Yesterday, the New York State Appellate Division, Third Department, ruled against Chenango County Department of Social Services and reversed a Supreme Court judge's ruling that Andrew PP neglected his daughter by having verbal and physical altercations with her mother while she was present, by failing to go for domestic violence counseling, and by failing to pay child support.
In its ruling the Appellate Division defined neglect by quoting the law. "[A] party seeking to establish neglect must show, by a preponderance of the evidence, first, that a child's physical, mental or emotional condition has been impaired or is in imminent danger of becoming impaired and second, that the actual or threatened harm to the child is a consequence of the failure of the parent or caretaker to exercise a minimum degree of care in providing the child with proper supervision or guardianship" (Nicholson v Scoppetta)."

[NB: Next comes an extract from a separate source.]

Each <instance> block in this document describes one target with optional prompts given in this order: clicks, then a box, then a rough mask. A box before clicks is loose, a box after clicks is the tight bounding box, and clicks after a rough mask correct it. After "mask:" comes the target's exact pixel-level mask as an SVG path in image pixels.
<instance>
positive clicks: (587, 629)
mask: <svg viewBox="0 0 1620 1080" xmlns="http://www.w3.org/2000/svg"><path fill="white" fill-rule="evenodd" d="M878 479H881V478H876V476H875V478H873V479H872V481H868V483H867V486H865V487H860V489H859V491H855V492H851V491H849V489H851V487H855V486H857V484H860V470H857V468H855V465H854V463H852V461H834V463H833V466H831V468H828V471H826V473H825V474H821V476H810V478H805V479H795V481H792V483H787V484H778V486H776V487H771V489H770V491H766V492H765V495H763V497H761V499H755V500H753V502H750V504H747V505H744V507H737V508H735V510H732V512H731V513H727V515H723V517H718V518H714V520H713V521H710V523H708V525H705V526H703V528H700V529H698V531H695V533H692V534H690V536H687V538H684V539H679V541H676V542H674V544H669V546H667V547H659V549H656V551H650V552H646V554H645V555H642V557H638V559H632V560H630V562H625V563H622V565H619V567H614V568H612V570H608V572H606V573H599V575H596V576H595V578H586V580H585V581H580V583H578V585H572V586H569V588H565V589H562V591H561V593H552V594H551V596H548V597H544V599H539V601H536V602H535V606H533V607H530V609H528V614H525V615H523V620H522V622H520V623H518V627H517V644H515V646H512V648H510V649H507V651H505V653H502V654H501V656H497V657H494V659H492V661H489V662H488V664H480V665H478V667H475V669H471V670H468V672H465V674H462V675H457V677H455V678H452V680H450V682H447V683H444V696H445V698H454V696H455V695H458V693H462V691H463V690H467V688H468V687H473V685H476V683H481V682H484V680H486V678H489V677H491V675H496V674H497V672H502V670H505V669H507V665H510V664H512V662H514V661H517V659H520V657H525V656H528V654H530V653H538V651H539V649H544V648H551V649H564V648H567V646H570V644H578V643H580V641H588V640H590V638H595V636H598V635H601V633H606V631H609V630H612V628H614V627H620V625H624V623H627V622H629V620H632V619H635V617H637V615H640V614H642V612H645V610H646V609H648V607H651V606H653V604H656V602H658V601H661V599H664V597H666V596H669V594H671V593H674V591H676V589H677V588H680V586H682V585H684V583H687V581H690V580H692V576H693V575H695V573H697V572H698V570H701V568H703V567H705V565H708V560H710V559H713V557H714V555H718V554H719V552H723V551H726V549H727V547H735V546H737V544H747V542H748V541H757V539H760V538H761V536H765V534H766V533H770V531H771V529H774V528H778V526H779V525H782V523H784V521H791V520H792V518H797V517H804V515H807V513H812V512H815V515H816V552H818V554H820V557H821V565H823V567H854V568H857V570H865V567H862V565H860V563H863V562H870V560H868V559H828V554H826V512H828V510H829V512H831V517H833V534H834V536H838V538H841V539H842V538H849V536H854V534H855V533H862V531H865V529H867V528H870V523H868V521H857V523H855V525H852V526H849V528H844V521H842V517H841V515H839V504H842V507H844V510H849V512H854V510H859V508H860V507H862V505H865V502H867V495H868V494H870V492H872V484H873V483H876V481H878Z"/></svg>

The standard for neglect is that the petitioner (Chenango County DSS) must show by a preponderance of credible evidence that the "child has been harmed or threatened with harm. In the absence of such proof, the statutory requirement of impairment or imminent danger of impairment will not be satisfied and neglect will not be established"
While the upper courts always give deference to the lower courts, as they did in this case, the court ruled that the petitioner had failed to meet the burden of proof, and therefore the case had to be reversed. Furthermore, the court made several points in relation to the subject of neglect.
First, the Appellate Division stated that "Proof that respondent has failed to meet his child support obligations does not, by itself, rise to the level of neglect." In other words, there was no evidence the child was harmed by the father's failure to pay child support of $50 a month. Indeed, the child was being well cared for.
Secondly, while the court stated that verbal and physical altercations between the father and mother were inappropriate, it also had the following to say:
"We further find that petitioner has failed to meet its burden of demonstrating by a preponderance of the evidence that respondent's conduct in engaging in verbal and physical altercations with Heather OO. impaired or posed an imminent danger of impairing Alyssa's physical, mental or emotional condition. While the parties agreed that they frequently argued with one another, and that such verbal disputes often involved screaming and hollering, with respondent ultimately leaving the home before things escalated, such proof does not constitute the level of conduct that has been found to serve as a basis for neglect (see Matter of Anthony PP., 291 AD2d 687, 688 [2002]). Although there was evidence that respondent and Heather OO. engaged in a number of physical altercations, there was no proof that Alyssa was present in the home during any such altercations, with the exception of an October 2004 incident. As to that incident, the record is devoid of proof that physical injury resulted to any participant or that Alyssa — who was then an infant and in a crib upstairs — witnessed or was otherwise aware of the incident..."
Finally, on the issue of going for domestic violence counselling, the court said, "Nor was there any evidence to support petitioner's assertion that respondent neglected Alyssa by failing to obtain counseling for domestic violence. No evidence was presented establishing that respondent was ever required to obtain such counseling. Moreover, respondent's testimony that he went to a counselor and discussed the domestic issues between he and Heather OO. went unrebutted."